Defra briefings say:
* “Approximately 38 percent of UK primary particulate matter emissions comes from burning wood and coal in domestic open fires and solid fuel stoves. This compares with industrial combustion (16 percent) and road transport (12 percent). The tiny particles can entere the bloodstream and enter internal organs, risking long term health issues as well as having more immediate impacts on some people, such as exacerbating breathing problems.
* “While domestic burning and other emissions have reduced significantly since the 1950s, the evidence on the adverse health impacts has grown, showing that even at today’s lower levels, harm can be caused. Since 2005, we have seen an increase in emissions from the domestic sector, largely due to an increase in the popularity of open fires and wood-burning stoves.”
* “A majority of coal suppliers considered that phasing out traditional house coal could have a significant impact on their businesses. Small coal merchants said they were most likely to go out of business and would need time to adjust. Phasing out house coal could also be problematic for off-gas-grid consumers in fuel poverty.
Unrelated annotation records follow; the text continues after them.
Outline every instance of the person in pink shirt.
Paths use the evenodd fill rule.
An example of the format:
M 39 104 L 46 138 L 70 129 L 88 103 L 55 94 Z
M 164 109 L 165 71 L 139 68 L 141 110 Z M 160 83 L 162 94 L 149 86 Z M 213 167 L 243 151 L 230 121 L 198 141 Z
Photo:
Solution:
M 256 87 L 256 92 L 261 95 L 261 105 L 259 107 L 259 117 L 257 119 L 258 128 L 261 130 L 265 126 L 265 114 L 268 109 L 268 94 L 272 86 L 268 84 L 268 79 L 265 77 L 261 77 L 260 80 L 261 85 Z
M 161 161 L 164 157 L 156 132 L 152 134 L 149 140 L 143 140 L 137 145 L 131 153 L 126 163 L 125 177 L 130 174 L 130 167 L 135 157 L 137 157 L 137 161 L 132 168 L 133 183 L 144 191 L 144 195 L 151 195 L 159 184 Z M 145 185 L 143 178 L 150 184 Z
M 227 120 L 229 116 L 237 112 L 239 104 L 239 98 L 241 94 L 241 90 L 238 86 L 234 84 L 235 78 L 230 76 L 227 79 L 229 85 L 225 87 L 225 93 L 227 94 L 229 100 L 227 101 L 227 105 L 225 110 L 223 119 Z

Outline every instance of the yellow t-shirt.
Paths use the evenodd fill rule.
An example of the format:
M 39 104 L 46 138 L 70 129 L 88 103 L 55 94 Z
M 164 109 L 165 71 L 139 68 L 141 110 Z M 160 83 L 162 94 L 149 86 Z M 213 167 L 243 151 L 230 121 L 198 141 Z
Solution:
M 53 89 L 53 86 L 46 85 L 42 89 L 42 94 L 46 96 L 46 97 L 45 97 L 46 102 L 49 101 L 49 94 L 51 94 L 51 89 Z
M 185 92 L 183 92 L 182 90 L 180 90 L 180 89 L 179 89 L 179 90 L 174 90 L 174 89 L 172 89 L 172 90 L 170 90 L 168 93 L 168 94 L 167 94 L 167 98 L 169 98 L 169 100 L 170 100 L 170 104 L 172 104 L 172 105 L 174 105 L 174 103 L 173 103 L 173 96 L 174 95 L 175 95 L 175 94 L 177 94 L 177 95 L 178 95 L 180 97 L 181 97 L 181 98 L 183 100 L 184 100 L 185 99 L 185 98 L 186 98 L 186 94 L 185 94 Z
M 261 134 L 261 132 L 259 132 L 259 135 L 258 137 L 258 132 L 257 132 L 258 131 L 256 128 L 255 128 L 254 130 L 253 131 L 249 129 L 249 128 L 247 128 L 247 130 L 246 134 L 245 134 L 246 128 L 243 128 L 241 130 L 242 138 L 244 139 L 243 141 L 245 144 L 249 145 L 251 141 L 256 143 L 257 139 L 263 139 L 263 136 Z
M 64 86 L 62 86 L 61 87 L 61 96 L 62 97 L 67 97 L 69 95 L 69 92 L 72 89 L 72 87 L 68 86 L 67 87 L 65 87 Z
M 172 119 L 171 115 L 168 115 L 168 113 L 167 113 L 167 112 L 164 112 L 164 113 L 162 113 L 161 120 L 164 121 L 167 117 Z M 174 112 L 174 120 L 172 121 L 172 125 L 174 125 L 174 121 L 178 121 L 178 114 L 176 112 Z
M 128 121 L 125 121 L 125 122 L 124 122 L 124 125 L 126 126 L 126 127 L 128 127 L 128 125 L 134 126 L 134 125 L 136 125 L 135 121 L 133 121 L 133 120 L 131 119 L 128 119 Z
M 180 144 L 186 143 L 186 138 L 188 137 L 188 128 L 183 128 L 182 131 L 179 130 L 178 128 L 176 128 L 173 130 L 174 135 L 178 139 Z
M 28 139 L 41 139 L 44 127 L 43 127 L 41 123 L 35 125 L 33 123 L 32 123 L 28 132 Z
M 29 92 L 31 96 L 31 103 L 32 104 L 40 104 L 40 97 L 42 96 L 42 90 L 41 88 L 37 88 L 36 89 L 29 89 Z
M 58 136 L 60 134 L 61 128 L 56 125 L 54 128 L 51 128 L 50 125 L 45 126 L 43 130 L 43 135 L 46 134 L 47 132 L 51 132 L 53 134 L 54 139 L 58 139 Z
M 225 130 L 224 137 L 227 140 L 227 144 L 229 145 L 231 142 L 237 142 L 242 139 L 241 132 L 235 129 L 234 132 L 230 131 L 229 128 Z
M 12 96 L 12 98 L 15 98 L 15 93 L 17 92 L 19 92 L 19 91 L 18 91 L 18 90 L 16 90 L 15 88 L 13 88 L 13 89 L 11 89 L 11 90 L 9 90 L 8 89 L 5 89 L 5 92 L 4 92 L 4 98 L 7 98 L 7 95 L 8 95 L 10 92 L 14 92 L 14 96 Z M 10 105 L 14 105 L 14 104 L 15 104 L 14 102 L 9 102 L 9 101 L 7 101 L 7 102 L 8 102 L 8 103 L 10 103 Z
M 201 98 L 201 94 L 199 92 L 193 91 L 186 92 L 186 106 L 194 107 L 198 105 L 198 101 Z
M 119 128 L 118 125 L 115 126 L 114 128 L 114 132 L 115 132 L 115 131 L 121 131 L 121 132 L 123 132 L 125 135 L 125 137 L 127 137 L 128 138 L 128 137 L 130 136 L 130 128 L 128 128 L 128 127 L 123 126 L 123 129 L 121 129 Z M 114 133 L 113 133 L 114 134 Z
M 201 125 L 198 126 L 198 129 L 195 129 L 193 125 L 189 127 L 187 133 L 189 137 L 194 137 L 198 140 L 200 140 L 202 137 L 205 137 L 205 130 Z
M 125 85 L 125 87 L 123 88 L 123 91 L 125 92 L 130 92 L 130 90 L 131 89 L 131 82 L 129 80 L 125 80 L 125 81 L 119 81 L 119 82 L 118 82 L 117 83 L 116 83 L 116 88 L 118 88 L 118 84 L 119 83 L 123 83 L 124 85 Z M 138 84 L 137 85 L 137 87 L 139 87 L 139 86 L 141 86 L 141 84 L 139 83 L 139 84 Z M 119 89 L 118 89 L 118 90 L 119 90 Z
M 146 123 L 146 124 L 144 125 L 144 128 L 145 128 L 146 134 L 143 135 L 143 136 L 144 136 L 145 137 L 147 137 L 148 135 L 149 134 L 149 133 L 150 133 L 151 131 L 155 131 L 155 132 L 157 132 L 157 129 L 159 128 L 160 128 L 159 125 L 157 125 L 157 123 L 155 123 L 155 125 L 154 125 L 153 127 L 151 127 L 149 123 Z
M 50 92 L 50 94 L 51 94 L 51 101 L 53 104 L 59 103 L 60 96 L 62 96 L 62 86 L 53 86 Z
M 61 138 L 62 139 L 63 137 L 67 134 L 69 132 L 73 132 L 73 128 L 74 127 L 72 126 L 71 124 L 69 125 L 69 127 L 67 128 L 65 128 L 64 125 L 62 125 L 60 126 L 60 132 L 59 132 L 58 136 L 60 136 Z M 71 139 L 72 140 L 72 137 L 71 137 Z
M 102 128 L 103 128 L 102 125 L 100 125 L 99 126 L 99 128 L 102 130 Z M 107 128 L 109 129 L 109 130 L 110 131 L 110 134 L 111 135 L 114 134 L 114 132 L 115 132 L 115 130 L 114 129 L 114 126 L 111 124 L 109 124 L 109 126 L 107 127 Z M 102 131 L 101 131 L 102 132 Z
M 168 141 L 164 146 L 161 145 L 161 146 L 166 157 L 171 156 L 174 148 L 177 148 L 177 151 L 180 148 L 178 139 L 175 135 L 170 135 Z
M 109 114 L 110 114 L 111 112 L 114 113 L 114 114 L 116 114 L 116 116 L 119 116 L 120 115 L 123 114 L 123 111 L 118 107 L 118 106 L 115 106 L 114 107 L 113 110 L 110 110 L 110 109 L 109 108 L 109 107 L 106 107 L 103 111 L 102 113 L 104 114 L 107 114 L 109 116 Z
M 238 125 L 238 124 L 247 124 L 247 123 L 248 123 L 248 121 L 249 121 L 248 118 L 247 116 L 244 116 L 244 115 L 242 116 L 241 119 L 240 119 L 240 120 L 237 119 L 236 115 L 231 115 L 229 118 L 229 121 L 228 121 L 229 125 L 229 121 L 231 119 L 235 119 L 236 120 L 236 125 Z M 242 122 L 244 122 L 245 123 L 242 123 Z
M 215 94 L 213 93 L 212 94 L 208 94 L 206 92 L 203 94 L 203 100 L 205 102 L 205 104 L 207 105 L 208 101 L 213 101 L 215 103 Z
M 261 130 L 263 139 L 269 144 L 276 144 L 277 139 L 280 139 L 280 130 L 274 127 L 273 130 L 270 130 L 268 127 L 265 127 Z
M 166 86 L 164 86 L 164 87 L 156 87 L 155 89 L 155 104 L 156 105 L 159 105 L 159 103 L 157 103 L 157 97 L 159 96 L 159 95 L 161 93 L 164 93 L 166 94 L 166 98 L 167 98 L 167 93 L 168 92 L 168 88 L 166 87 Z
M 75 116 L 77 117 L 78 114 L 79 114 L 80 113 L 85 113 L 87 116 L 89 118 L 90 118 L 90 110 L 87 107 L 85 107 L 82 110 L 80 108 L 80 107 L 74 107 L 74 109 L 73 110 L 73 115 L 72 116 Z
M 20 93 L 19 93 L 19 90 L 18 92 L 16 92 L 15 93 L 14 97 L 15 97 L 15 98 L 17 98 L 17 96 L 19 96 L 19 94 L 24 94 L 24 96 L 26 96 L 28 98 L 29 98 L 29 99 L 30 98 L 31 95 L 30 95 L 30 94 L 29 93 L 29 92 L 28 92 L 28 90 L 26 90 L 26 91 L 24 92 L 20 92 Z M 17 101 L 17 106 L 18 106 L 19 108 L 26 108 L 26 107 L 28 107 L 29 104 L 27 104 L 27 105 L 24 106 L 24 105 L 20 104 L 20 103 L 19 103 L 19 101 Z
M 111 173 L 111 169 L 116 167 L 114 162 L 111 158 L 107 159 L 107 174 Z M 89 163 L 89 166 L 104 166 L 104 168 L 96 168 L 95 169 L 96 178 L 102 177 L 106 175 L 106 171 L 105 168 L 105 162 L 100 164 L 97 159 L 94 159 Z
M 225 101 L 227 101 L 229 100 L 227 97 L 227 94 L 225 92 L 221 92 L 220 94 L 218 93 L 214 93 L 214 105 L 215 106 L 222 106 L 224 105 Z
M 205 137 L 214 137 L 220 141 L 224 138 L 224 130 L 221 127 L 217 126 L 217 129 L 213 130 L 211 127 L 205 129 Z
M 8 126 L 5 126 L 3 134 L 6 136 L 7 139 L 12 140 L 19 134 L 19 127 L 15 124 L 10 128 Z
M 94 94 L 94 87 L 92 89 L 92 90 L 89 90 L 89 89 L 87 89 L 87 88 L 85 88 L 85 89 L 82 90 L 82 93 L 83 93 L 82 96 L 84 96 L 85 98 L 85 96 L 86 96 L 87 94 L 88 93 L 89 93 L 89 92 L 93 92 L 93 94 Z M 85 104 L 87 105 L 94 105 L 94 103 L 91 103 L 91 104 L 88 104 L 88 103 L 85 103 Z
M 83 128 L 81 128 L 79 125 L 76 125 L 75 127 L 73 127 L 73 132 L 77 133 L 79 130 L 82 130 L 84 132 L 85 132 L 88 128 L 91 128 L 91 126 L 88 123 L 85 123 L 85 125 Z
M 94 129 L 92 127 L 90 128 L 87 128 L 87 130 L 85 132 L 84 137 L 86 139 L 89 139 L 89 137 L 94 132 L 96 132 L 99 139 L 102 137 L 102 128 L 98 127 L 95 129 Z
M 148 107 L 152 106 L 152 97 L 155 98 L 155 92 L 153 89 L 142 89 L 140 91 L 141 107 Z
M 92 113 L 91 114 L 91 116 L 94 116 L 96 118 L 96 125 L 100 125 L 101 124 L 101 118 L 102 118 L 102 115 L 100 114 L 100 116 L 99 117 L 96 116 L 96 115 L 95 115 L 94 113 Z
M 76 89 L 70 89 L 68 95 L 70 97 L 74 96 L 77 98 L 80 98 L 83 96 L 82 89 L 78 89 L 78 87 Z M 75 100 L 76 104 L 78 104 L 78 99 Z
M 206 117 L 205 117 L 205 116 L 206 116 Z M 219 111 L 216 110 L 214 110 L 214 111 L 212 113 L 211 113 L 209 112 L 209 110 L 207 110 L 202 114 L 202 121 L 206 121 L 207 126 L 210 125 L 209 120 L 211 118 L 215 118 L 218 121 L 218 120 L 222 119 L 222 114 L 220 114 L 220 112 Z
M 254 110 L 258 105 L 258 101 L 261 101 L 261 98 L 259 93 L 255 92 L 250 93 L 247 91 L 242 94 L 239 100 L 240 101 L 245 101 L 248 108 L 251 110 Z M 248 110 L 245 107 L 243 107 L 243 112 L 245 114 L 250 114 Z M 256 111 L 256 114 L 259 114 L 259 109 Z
However, given the health impacts, we are minded to take action to accelerate this shift to cleaner fuels.”
The other priority concern being pursued on scientific advice is ammonia gas, released into the atmosphere from slurry – the washings of manure from livestock sheds, which is stored in a pit or lagoon and then spread on fields as a fertiliser. The use of chicken and pig slurry has already been made harder and more expensive, with the imposition of a permit system backed up by inspections. Next target is dairy farming, which produces a lot of yard manure.
The government is suggesting dairy manure lagoons should at least be covered. There is a theory that controlled dispersal of ammonia is less damaging to the atmosphere than just letting it happen. The National Farmers Union is not convinced this is the best first option but says that meanwhile the government’s advice is impacting on planning decisions and costing thousands at a time.